Take a walk in some of Lodi’s 30-year-old neighborhoods and you’ll see something unusual: Seven walkways cut between homes, lined with trees, flowerbeds and other landscaping. Neighbors say the walkways are convenient — but sometimes they cause more trouble than they’re worth.
The walkways were planned into subdivisions built in the 1970s and 1980s, city engineer Charles Swimley said.
“They were built as a way to get to stores or parks, or to improve walkability,” he said.
They aren’t alleys, though, even if garbage might pile up in some of them. These are strictly pedestrian walkways with no cars allowed. City staff are responsible for keeping the sections clean and free of graffiti.
The Lodi City Council voted to close one walkway, which led children to and from Washington Elementary School, in May. The walkway cut from Daisy Avenue to Holly Drive and crossed the railroad tracks. Over time, though, it had become a nuisance, especially after the school boundaries were redrawn and students no longer had to cross the tracks each day.
There are no plans for the city to vacate any other walkways. Swimley said they do get calls to fix up the landscaping or a broken light, but none have the same number of problems as the Daisy Avenue walkway did.
Lodi Unified School District staff also reported distressed neighbors.
Planning analyst Vicki Brum said kids were hanging out at the Daisy Avenue site, staying until late at night and causing trouble. This week, neighboring property owners are reclaiming the zone and restoring the original property line.
Residents who live near the walkway leading to Lodi High School say they had to call repeatedly to get increased security before and after school. In response, gates, a turnstile and a sign listing the hours the gates were unlocked were added several years ago, said Martha Johnson.
She and her husband Bobbie Johnson have lived in a home next to the walkway since 1959.
“It’s made it very peaceful for the neighborhood,” she said, though some trespassing continues. “It’s just annoying, at night when you’re trying to sleep, to hear footsteps running back and forth and jumping over the fence.”
Ahmad Khan, who lives near the walkway leading to the athletic fields at Beckman Elementary School, also reported teenagers jumping on the fence next to his backyard. Scattered broken glass was in the flowerbeds flanking the cement, but there was no graffiti or other vandalism.

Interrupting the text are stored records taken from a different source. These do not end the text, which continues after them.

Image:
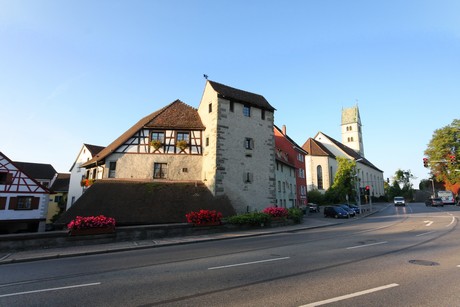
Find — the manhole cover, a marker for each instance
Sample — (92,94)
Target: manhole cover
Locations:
(423,262)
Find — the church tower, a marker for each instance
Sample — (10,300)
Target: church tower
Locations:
(351,130)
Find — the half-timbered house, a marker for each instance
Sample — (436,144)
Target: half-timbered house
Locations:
(226,146)
(23,200)
(165,145)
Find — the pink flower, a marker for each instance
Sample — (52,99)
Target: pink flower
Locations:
(276,211)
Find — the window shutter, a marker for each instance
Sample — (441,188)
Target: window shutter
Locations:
(2,203)
(9,178)
(13,203)
(35,202)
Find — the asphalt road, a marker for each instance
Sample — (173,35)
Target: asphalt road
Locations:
(405,256)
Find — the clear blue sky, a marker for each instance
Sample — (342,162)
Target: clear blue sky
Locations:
(74,72)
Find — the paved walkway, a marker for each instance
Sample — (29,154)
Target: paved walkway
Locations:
(311,220)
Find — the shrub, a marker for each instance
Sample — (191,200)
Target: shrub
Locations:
(295,214)
(276,211)
(253,218)
(316,197)
(204,216)
(85,222)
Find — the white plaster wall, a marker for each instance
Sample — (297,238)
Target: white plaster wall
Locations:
(140,166)
(76,175)
(35,214)
(209,120)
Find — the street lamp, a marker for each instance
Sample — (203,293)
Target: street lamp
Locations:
(358,192)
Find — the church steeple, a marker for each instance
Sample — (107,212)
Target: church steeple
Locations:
(351,129)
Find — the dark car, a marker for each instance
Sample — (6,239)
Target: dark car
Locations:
(335,212)
(399,201)
(435,202)
(350,211)
(354,207)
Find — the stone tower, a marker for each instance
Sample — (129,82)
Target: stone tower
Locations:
(352,135)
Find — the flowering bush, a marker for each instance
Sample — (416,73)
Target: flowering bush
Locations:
(276,211)
(85,222)
(204,216)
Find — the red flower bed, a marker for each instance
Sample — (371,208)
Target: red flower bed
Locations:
(204,217)
(86,222)
(276,211)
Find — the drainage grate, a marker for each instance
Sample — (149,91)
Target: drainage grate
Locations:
(424,262)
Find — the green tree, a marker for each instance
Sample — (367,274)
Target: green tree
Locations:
(442,153)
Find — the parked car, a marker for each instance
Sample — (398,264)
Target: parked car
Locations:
(313,207)
(435,202)
(350,211)
(354,207)
(335,212)
(399,201)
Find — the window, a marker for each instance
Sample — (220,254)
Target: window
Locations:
(158,136)
(112,168)
(300,157)
(248,143)
(183,136)
(247,111)
(160,170)
(301,173)
(2,203)
(24,203)
(6,178)
(248,177)
(319,177)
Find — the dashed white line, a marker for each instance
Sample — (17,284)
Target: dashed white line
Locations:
(50,289)
(366,245)
(344,297)
(247,263)
(425,233)
(428,223)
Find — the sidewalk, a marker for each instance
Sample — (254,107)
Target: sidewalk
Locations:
(311,220)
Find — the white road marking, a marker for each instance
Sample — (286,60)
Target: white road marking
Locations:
(425,233)
(344,297)
(50,289)
(5,257)
(247,263)
(366,245)
(451,222)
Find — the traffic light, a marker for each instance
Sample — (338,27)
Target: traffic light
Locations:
(425,162)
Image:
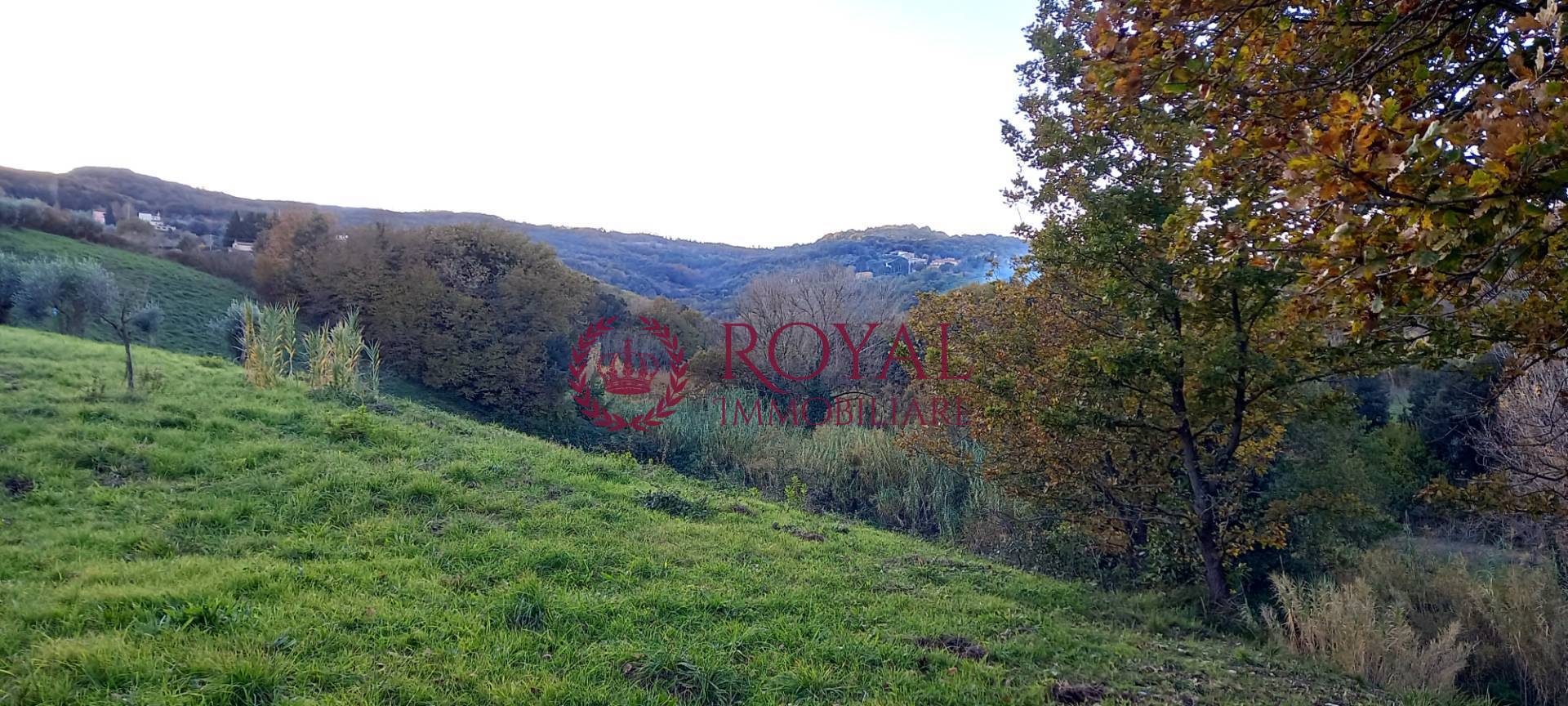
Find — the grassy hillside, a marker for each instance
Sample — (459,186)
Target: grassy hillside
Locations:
(216,543)
(190,297)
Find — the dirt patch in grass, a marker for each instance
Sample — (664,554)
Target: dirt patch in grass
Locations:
(959,646)
(1070,694)
(18,485)
(800,532)
(937,562)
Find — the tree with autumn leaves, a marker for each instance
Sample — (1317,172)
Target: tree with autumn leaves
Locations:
(1409,156)
(1138,373)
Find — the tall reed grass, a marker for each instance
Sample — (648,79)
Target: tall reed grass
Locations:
(1348,627)
(270,342)
(336,356)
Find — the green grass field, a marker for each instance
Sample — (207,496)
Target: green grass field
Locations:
(190,297)
(211,543)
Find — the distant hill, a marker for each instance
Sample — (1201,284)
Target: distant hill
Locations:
(705,275)
(891,233)
(190,298)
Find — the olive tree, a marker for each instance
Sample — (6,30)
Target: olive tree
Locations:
(78,293)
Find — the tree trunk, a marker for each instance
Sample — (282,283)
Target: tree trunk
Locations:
(1214,579)
(1559,557)
(131,368)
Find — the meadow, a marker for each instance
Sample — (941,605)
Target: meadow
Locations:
(190,298)
(214,543)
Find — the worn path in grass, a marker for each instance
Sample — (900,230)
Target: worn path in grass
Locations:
(221,545)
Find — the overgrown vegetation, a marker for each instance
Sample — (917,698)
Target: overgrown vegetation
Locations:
(218,543)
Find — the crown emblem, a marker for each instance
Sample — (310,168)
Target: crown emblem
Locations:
(625,378)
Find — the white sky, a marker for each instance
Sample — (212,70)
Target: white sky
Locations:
(737,121)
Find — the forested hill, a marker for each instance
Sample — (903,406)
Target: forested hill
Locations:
(705,275)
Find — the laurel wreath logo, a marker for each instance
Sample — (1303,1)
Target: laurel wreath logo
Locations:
(603,416)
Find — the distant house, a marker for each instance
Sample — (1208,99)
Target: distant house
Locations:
(156,220)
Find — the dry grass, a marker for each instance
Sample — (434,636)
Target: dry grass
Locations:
(1348,627)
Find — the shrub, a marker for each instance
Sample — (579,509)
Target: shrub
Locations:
(11,270)
(1512,612)
(74,293)
(1348,627)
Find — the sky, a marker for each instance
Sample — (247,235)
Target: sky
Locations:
(726,121)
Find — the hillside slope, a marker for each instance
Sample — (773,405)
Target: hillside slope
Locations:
(190,297)
(703,275)
(216,543)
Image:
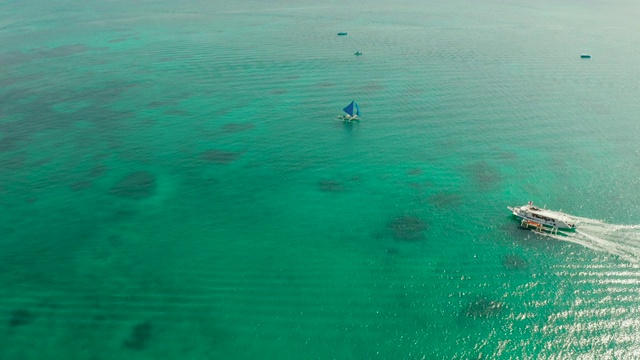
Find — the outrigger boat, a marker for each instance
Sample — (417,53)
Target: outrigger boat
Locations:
(543,219)
(352,110)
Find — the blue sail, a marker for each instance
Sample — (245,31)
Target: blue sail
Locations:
(352,108)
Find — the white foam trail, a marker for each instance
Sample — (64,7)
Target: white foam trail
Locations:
(619,240)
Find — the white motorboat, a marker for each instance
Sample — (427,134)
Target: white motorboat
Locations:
(531,214)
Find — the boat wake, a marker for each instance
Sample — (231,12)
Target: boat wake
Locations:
(620,240)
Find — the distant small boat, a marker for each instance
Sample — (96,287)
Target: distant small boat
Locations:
(353,111)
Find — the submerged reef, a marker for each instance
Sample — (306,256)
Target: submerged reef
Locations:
(139,337)
(219,156)
(483,307)
(136,185)
(514,262)
(20,317)
(330,186)
(408,228)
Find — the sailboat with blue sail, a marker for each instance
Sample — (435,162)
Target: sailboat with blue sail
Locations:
(353,112)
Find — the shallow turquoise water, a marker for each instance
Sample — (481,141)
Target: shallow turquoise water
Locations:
(174,184)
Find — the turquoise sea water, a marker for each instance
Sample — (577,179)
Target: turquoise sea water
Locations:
(174,184)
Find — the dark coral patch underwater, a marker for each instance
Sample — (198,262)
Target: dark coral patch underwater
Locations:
(408,228)
(514,262)
(20,317)
(330,186)
(219,156)
(483,307)
(137,185)
(139,338)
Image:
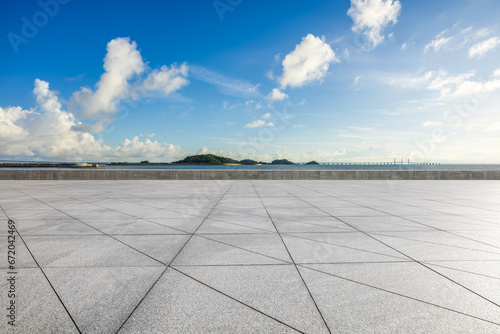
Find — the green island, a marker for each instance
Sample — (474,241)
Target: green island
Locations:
(212,159)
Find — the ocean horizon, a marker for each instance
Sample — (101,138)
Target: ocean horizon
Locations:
(353,166)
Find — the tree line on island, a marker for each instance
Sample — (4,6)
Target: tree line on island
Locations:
(212,159)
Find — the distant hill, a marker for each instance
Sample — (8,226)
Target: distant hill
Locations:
(206,159)
(282,162)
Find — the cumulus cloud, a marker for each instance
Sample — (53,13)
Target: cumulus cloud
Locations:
(276,95)
(267,116)
(456,38)
(49,132)
(453,86)
(431,123)
(122,79)
(226,85)
(258,123)
(372,16)
(437,44)
(479,49)
(167,80)
(307,63)
(121,63)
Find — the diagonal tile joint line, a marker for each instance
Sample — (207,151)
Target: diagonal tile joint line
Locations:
(399,294)
(397,250)
(169,265)
(293,260)
(43,272)
(236,300)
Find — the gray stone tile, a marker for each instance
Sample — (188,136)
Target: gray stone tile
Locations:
(307,224)
(276,290)
(22,256)
(429,246)
(202,251)
(268,244)
(337,247)
(349,307)
(242,278)
(173,214)
(38,310)
(101,299)
(415,281)
(137,226)
(55,227)
(452,222)
(485,286)
(384,224)
(263,225)
(85,251)
(160,247)
(178,304)
(188,225)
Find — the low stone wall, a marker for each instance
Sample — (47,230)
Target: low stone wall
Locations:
(171,174)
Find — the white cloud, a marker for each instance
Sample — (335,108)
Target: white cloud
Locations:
(226,85)
(276,95)
(372,16)
(492,128)
(447,83)
(479,49)
(437,44)
(167,80)
(431,123)
(122,64)
(307,63)
(456,38)
(452,86)
(48,132)
(358,128)
(258,123)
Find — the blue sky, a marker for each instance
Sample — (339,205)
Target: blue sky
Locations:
(359,80)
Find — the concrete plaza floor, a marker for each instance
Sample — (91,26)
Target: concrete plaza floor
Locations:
(253,256)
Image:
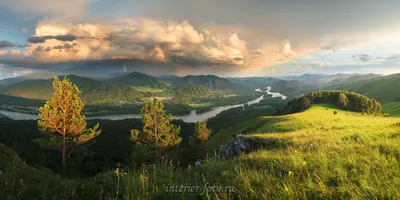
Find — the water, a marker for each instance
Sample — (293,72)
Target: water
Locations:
(192,117)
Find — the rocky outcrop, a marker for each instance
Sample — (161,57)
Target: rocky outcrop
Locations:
(241,144)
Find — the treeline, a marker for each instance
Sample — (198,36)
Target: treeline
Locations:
(343,99)
(195,90)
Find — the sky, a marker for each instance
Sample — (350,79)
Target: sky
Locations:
(226,37)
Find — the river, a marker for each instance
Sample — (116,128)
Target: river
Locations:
(192,117)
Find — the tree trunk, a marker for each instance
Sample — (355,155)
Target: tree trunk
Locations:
(63,155)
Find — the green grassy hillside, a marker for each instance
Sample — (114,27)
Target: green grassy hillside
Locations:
(393,109)
(195,91)
(210,81)
(384,89)
(316,154)
(137,79)
(310,155)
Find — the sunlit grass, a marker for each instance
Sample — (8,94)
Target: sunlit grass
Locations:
(392,108)
(311,155)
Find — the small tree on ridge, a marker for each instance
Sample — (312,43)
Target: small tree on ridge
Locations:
(158,132)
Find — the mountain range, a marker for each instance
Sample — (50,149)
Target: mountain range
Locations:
(126,88)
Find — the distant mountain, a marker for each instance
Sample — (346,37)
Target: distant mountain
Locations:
(11,81)
(210,81)
(382,88)
(286,87)
(353,79)
(194,91)
(304,77)
(169,77)
(92,91)
(138,79)
(256,82)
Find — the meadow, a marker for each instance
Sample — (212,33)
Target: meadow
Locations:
(314,154)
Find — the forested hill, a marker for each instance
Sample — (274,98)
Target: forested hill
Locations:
(92,91)
(210,81)
(195,91)
(340,98)
(382,88)
(139,80)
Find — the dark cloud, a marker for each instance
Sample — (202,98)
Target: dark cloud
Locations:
(39,48)
(42,39)
(7,44)
(369,58)
(362,57)
(330,47)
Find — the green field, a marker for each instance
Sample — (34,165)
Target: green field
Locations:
(311,155)
(393,109)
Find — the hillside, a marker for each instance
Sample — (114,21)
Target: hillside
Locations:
(138,79)
(310,155)
(210,81)
(384,89)
(92,91)
(194,91)
(343,156)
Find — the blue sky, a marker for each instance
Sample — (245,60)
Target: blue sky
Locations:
(226,37)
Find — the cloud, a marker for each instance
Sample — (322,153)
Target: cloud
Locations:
(54,7)
(6,44)
(42,39)
(132,39)
(286,52)
(311,65)
(362,57)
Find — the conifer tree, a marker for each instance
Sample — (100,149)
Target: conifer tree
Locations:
(158,132)
(342,100)
(201,135)
(61,120)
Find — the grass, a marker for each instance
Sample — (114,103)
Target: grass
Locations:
(311,155)
(392,108)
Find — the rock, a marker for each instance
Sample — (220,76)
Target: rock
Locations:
(241,144)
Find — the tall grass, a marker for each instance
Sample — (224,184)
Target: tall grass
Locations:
(311,155)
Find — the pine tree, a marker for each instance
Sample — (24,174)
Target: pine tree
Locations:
(201,135)
(158,132)
(61,120)
(342,100)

Debbie Freeman has seen different problems in her neighborhood’s walkway. She lives on Brandywine Drive, near a walkway leading to the back parking lot of the Goodwill store on Kettleman Lane.
She has seen drug use, loitering and trespassing. Sometimes, when there is a bank robbery or burglary at a store in the Goodwill shopping center, police cars block off her street to corral the suspect.
“There’s pros and cons to it, since we’re so close to the shops,” said Freeman. “But it’s not really the kind of activity you want near your house.”